PEMERINTAH berencana menambah waktu pengajuan perpanjangan kontrak karya (KK) perusahaan tambang menjadi maksimal lima tahun sebelum masa kontrak habis. Namun, pelonggaran itu bukan untuk mewadahi kepentingan PT Freeport Indonesia (PTFI) yang telah mengajukan permintaan perpanjangan KK di awal 2016 dari kontrak pertambangan mereka yang baru habis pada 2021.

Dalam revisi Peraturan Pemerintah No 77 Tahun 2014 tentang Pelaksanaan Kegiatan Usaha Pertambangan Mineral dan Batu Bara, permohonan perpanjangan KK dan perjanjian karya pengusahaan pertambangan batu bara (PKP2B) paling cepat diajukan dua tahun dan paling lambat enam bulan sebelum kontrak berakhir.

"Pemerintah sepakat perpanjangan (kontrak) itu enggak mungkin dua tahun, bolehlah dibahas lima tahun sebelum kontrak ber-akhir," ujar Menteri ESDM Ignasius Jonan seusai rapat koordinasi di Kantor Kemenko Perekonomian, Jakarta, kemarin.
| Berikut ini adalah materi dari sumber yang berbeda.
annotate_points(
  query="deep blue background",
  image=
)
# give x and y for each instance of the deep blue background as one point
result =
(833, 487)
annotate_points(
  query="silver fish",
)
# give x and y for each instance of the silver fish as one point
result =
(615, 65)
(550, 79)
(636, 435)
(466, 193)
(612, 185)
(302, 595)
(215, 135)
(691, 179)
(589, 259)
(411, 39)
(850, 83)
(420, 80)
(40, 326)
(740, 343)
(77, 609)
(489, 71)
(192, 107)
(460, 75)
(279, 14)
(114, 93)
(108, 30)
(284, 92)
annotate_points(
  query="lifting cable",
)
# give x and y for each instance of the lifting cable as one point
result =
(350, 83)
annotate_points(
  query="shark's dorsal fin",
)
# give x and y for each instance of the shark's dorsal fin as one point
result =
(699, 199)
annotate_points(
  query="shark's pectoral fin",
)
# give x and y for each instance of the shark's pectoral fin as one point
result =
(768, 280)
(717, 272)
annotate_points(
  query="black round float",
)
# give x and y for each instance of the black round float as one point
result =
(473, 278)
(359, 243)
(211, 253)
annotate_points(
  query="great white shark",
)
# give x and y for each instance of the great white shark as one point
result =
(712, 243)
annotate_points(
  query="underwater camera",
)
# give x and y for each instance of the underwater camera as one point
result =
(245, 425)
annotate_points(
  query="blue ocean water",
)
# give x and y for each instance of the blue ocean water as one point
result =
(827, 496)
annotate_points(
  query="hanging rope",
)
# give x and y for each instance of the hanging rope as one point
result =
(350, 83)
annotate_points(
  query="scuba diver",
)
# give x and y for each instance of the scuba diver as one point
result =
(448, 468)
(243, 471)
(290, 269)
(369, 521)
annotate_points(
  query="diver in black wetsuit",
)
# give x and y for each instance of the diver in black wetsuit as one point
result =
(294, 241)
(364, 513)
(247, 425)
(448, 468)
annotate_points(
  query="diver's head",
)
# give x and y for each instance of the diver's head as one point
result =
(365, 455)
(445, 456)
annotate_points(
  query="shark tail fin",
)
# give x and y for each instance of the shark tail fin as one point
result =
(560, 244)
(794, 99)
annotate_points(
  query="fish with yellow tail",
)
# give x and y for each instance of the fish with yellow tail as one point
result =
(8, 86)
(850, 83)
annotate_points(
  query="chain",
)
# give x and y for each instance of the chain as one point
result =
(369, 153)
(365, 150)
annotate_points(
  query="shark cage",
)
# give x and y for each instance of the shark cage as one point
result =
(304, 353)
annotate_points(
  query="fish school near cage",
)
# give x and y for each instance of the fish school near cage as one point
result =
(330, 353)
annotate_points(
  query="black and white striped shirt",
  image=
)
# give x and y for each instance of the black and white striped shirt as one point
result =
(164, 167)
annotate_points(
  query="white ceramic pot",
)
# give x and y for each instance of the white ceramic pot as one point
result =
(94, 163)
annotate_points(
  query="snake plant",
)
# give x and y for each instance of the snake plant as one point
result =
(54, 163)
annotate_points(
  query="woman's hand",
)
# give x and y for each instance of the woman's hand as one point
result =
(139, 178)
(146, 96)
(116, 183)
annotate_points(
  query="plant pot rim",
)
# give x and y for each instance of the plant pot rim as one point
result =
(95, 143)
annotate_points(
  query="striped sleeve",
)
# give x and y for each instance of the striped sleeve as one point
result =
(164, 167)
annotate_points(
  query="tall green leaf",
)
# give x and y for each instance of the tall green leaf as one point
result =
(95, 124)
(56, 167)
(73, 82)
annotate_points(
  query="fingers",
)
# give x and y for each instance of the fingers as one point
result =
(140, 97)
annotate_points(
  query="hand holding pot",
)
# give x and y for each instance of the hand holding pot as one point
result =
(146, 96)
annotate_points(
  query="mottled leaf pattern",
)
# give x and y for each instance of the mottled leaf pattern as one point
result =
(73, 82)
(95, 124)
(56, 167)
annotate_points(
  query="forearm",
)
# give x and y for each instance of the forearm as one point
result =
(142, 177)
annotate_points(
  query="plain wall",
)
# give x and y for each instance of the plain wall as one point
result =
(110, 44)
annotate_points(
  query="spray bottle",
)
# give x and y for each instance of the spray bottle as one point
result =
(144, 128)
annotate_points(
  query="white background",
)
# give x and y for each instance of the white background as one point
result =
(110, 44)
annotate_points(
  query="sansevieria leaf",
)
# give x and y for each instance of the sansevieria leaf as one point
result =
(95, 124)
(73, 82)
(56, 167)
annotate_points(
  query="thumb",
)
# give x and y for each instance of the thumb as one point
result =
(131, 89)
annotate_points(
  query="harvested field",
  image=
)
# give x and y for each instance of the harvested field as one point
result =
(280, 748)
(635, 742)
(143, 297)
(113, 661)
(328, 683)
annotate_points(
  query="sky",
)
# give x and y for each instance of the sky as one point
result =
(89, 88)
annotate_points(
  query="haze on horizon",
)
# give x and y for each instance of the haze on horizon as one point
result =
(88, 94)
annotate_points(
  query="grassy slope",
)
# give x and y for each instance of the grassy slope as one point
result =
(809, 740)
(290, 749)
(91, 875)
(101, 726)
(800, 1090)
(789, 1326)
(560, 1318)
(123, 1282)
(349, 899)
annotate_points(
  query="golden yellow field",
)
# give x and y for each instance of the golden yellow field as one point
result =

Jonan langsung menepis pe-rombakan ketentuan itu untuk memuluskan jalan pengajuan kontrak lebih awal yang dilakukan PTFI. "Ini untuk siapa saja. Jangan tanya Freeport atau apa, enggak ada hubungannya. Enggak ada PP dibuat untuk satu perusahaan."

Perusahaan tambang tembaga asal Amerika Serikat itu memang meminta kepastian kontrak lebih awal untuk menghimpun dana pembangun fasilitas pengolahan dan pemurnian mineral (smelter). "Perubahan ketentuan itu juga masih harus menunggu persetujuan presiden," kata Jonan.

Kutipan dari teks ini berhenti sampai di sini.